Dan told me how he spends most of his evenings and weekends at work trying to stay ahead of his workload. His wife and children resented his employer because his work responsibilities left him little time at home. After asking Dan to tell me about his job and specific responsibilities I asked him to tell me how he organized his daily time. He said his normal work hours were always 8-5 so there was no reason to keep any kind of calendar. It was not a calendar I was interested in, but in how he prioritized his workload for a given day. He had no plan. In fact, after I asked him to keep an hourly log of his work time for an entire week, he found that he was spending an average 2-3 hours a day chatting with co-workers, checking email, filing documents, and answering the phone. None of which was essential to his main job description.
With practice, he was eventually able to turn that "wasted" time into productive accomplishment. This resulted in him rarely needing to work overtime, gave him much more time with his family, and restored a sense of work/life balance that produced more satisfaction with his job.
An effective work plan includes both job and personal life events. It involves recording on paper what the events, projects, and commitment are, realistically estimating how much time each will take, and plotting your course of action to accomplish them. By putting this on paper, you make the plan concrete. If you want to increase the likelihood that you will stick with your plan, tell someone who will hold you accountable for it.
As helpful as making a work plan is to creating work/life balance, it can easily be derailed if you don't practice the next idea.
Learn to say "no" to urgent demands
There is no shortage of urgent requests that confront us in a normal day. Some of these, no doubt, must be attended to. But many, if not most, only have the appearance of needing immediate attention. I've found that people who tend to let urgent requests run their schedules interpret these requests by others as obligations instead of choices. I'll use an example from a student I'll call Gloria who recently attended one of my stress-management workshops.
Gloria told the class that she was stressed out because she had so many "troubled people in her life that constantly needed her." Every day a new "emergency," as she called it, would come up, taking her away from her job, family, or other responsibilities. One of the other students asked her why she felt she needed to be the caretaker for all of these people. Her response: "Because these people depend on me. They have no one else." Another student asked, "Why don't you occasionally say 'no' to them; telling them you have personal commitments that keep you from helping at that moment?" She began to cry and said, "I don't feel like I have the option to do what's best for me."

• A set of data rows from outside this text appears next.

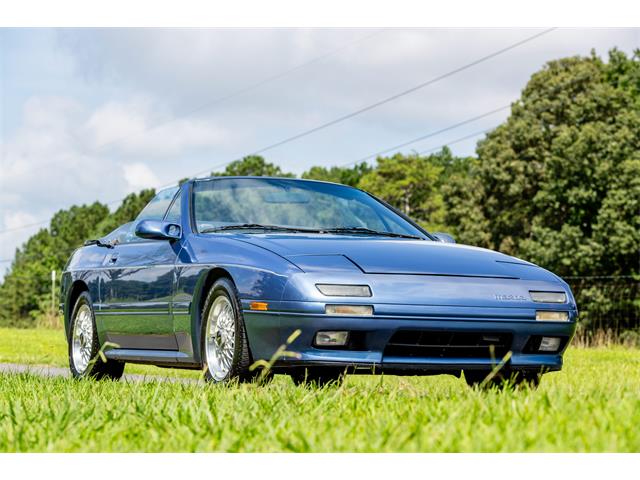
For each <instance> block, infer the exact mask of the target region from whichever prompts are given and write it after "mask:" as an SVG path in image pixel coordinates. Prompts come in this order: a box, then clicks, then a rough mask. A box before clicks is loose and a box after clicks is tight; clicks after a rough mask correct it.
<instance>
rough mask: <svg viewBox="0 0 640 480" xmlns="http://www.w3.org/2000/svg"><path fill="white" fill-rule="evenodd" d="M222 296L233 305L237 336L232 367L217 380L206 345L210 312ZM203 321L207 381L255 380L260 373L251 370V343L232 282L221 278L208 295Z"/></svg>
mask: <svg viewBox="0 0 640 480" xmlns="http://www.w3.org/2000/svg"><path fill="white" fill-rule="evenodd" d="M220 296H224V297H225V298H226V299H228V300H229V302H230V303H231V307H232V309H233V319H234V334H235V342H234V349H233V355H232V360H231V367H230V369H229V371H228V373H227V374H226V375H225V376H224V377H223V378H219V377H218V378H217V377H216V376H215V375H214V373H213V372H212V371H211V370H210V368H209V362H208V356H207V348H206V345H205V342H206V340H207V332H206V330H207V326H208V325H209V322H208V317H209V312H210V310H211V308H212V306H213V304H214V302H215V301H216V299H217V298H218V297H220ZM201 319H202V322H201V327H200V352H201V354H202V368H203V370H204V378H205V380H206V381H208V382H212V383H228V382H230V381H233V380H237V381H239V382H250V381H252V380H254V379H255V377H256V376H257V375H258V374H259V373H260V372H259V370H254V371H253V372H252V371H250V370H249V367H250V366H251V364H252V363H253V362H252V359H251V350H250V349H249V341H248V340H247V334H246V330H245V326H244V317H243V316H242V308H241V307H240V300H239V298H238V292H237V290H236V287H235V285H234V284H233V282H231V280H229V279H228V278H220V279H218V280H216V282H215V283H214V284H213V285H212V287H211V289H210V290H209V293H208V295H207V299H206V300H205V302H204V308H203V309H202V316H201Z"/></svg>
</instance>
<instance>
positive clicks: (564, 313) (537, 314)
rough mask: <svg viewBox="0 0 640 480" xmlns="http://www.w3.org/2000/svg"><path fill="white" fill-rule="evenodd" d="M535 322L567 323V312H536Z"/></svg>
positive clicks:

After interacting with Gloria for a day, I would call her a classic "people-pleaser." She rearranges her life to accommodate others so they will like her and give her the respect she longs for. The problem is not her desire to help others, but her willingness to disrupt her life when someone makes a request. She doesn't give herself the option to say 'no.' As a result, her health is poor, her family is in disarray, and she's at risk of losing her job.
It's perfectly acceptable to say 'no' to urgent requests that come your way. Don't say 'yes' when that small voice inside is screaming 'no.' Respect your time and your limited energy. If responding to a discretionary "emergency" means you are inviting unwelcome stress, forces you to waver from your work plan, or puts you in a position you don't want to be in, simply say 'no.' Elaborate explanations of why you can't accommodate them are not necessary.
Breaking free of overwork tendencies is more about changing what happens inside of you than trying to change your environment. The truth is, we live in a stressful, demanding culture. None of us can do much to change that. But you can change how focused you are to accomplish the work that is most important to you, and choose those things that are in your best interest. And that's a great start to toward a satisfying work/life balance.